Un'altra conseguenza dell'istituzione della media annessa fu che essa diede il via all'enorme ampliamento del numero delle classi nei vecchi Conservatori e all'istituzione di nuovi Istituti e Sezioni staccate. Per moltissimi cittadini l'innovazione significò la possibilità di studiare la musica gratuitamente, spezzando un'impostazione elitaria che favoriva le classi più agiate. Alla data del 1(o) ottobre 1962 i Conservatori erano 14: Bari, Bologna, Bolzano, Cagliari, Firenze, Milano, Napoli, Palermo, Parma, Pesaro, Roma, Torino, Trieste e Venezia. Oggi sono 48 e ad essi vanno aggiunte 8 sezioni staccate. Se prendiamo come esempio la situazione delle cattedre di Pianoforte osserviamo che i titolari in servizio in tutto il territorio nazionale nel 1962 erano 53, piuttosto insignificante il numero degli incaricati. Già nell'84-85 erano 842, secondo n'indagine del CIDIM. A Palermo, uno degli istituti che meglio riflettono il fenomeno, le cattedre erano 5. Nel giro di pochi anni sono diventate 32, alle quali vanno aggiunte una decina di cattedre della sezione staccata di Trapani. Prima del '62 la situazione degli sbocchi occupazionali per i musicisti era molto simile a quella attuale: l'improvviso aprirsi delle possibilità di lavoro sia nelle scuole medie normali, sia nelle nuove classi dei Conservatori significò una vera boccata di ossigeno per una categoria tradizionalmente asfittica, evitando a molti musicisti la frustrante costrizione a cambiare mestiere. Per contro, l'introduzione della Media annessa insinuava il timore che accogliere nella propria classe alunni di media e dovere in qualche occasione avere a che fare con quella struttura potesse preludere ad un processo di "secondarizzazione" con perdita di prestigio e di privilegi. Nasceva uno dei grandi miti negativi del Conservatorio che è stata un'arma potentissima contro i licei sperimentali e che anche oggi è uno dei maggiori ostacoli per la realizzazione della riforma.

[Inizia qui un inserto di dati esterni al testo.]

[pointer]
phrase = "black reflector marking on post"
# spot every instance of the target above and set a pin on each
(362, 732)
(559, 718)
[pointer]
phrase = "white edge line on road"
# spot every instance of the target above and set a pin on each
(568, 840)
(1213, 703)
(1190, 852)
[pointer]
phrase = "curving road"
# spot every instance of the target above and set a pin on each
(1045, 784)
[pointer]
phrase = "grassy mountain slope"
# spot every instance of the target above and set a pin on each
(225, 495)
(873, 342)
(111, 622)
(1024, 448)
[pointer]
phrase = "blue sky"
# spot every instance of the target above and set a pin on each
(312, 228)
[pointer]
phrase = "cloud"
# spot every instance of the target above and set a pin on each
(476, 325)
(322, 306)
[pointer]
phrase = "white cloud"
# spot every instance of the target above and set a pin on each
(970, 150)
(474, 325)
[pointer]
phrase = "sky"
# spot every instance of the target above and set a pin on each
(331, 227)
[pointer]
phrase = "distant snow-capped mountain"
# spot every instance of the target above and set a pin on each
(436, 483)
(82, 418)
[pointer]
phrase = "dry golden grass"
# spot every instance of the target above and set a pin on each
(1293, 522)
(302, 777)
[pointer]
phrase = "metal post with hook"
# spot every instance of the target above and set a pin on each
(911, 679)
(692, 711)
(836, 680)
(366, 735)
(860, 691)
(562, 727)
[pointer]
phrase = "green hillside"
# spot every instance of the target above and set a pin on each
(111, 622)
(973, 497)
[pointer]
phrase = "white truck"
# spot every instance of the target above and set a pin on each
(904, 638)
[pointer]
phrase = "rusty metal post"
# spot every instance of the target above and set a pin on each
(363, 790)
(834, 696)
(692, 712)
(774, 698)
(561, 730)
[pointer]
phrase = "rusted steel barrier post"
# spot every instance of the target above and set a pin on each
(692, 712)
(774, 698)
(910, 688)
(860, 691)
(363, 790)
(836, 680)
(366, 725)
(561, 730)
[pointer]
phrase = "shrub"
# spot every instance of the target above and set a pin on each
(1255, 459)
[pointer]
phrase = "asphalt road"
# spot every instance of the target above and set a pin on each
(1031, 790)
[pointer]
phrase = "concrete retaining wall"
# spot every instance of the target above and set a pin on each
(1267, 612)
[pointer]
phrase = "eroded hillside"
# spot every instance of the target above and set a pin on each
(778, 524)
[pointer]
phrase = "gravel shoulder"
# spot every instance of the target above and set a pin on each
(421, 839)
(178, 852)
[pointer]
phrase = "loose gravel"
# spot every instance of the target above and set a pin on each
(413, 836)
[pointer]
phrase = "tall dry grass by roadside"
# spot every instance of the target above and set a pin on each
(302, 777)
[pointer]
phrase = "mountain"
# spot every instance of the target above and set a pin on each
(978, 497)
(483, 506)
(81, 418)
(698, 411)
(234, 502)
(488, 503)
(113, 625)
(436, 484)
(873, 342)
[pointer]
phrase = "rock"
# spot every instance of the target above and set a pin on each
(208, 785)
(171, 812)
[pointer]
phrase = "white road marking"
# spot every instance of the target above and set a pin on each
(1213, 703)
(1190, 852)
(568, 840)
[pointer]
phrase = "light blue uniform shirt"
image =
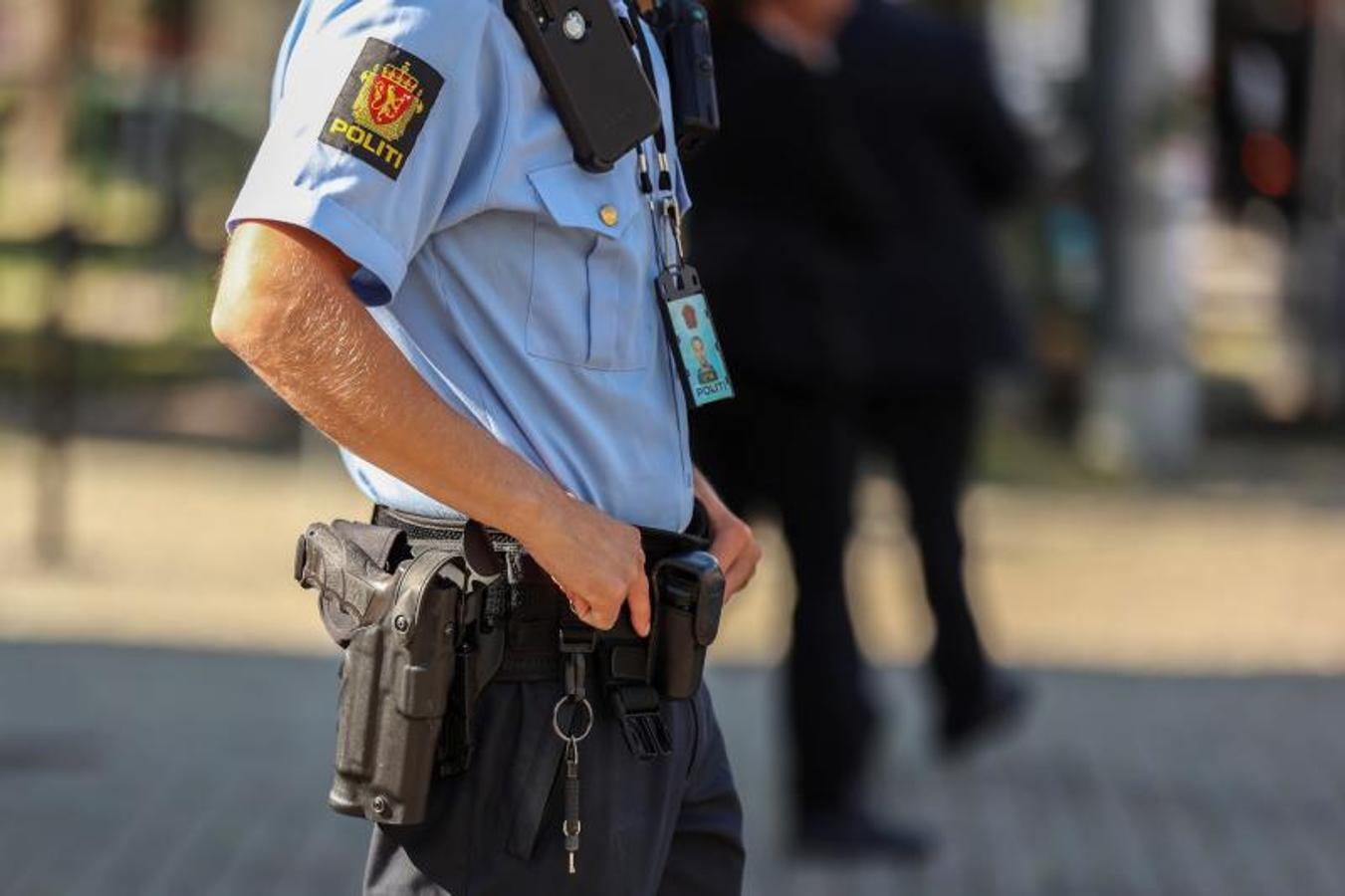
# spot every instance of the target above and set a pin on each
(491, 260)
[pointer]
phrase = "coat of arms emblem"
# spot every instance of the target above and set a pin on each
(389, 100)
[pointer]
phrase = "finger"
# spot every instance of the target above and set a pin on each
(581, 607)
(639, 601)
(742, 572)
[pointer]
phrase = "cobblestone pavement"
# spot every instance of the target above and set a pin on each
(141, 773)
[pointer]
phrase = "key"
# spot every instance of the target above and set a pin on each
(571, 825)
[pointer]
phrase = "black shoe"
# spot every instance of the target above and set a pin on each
(999, 707)
(851, 833)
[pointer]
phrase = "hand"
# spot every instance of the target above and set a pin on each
(597, 561)
(732, 540)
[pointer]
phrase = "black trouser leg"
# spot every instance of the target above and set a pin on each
(931, 432)
(830, 711)
(796, 451)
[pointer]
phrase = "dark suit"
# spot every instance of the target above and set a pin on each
(839, 229)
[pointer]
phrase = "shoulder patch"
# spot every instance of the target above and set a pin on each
(382, 108)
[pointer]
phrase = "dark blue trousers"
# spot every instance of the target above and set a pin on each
(671, 826)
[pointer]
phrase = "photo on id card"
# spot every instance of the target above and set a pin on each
(698, 347)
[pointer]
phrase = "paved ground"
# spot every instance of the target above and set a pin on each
(146, 773)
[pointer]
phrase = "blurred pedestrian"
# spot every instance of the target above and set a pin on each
(841, 214)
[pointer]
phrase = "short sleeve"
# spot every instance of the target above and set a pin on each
(376, 121)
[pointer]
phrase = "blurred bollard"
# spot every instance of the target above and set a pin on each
(54, 408)
(1144, 393)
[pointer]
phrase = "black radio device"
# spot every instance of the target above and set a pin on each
(582, 56)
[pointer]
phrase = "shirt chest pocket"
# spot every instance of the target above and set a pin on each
(592, 302)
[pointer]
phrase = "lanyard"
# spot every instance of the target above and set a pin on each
(665, 210)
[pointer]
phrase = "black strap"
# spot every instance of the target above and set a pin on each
(661, 138)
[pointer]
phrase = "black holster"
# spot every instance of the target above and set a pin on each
(638, 674)
(412, 649)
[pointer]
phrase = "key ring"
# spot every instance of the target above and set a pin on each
(556, 719)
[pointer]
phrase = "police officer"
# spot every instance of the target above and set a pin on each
(420, 268)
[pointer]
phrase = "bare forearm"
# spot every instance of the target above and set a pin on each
(319, 348)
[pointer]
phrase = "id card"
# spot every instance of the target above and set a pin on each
(694, 341)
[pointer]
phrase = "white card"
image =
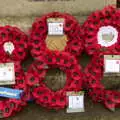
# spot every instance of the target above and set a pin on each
(76, 102)
(9, 47)
(112, 66)
(107, 36)
(7, 74)
(55, 26)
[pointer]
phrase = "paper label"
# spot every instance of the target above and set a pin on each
(76, 102)
(107, 36)
(10, 93)
(7, 74)
(112, 63)
(55, 26)
(9, 47)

Un decennio circa dopo la legge del '62 i decreti delegati del '74 introdussero nella scuola un importante elemento di rinnovamento: la sperimentazione. Nel campo musicale nacquero tre tipi di iniziative: una sperimentazione che prevedeva l'insegnamento di strumenti musicali nella media dell'obbligo, l'introduzione di una sperimentazione musicale in seno ai licei e la sperimentazione di un liceo in seno ai Conservatori.
La sperimentazione musicale nella media è un fenomeno interessante e, malgrado le disfunzioni e il livello non sempre alto, positivo. Affidata nei primi tempi a personale spesso non qualificato, è migliorata nel tempo. Essa può essere vista da angolazioni diverse. Dal punto di vista occupazionale rappresenta una delle poche possibilità offerte ai giovani. Certamente utile la sua funzione di diffusione dell'insegnamento nelle zone lontane dai Conservatori. Ma non si può dimenticare che può offrire una istruzione musicale limitata a pochissimi strumenti: pianoforte, chitarra, qualche strumento ad arco e a fiato. Sotto questo aspetto sembra inadeguata la sua funzione sostitutiva nell'ottica di una riforma rispetto alla fascia iniziale del Conservatorio prospettata da alcuni che vorrebbero limitare quest'ultimo alla fascia superiore.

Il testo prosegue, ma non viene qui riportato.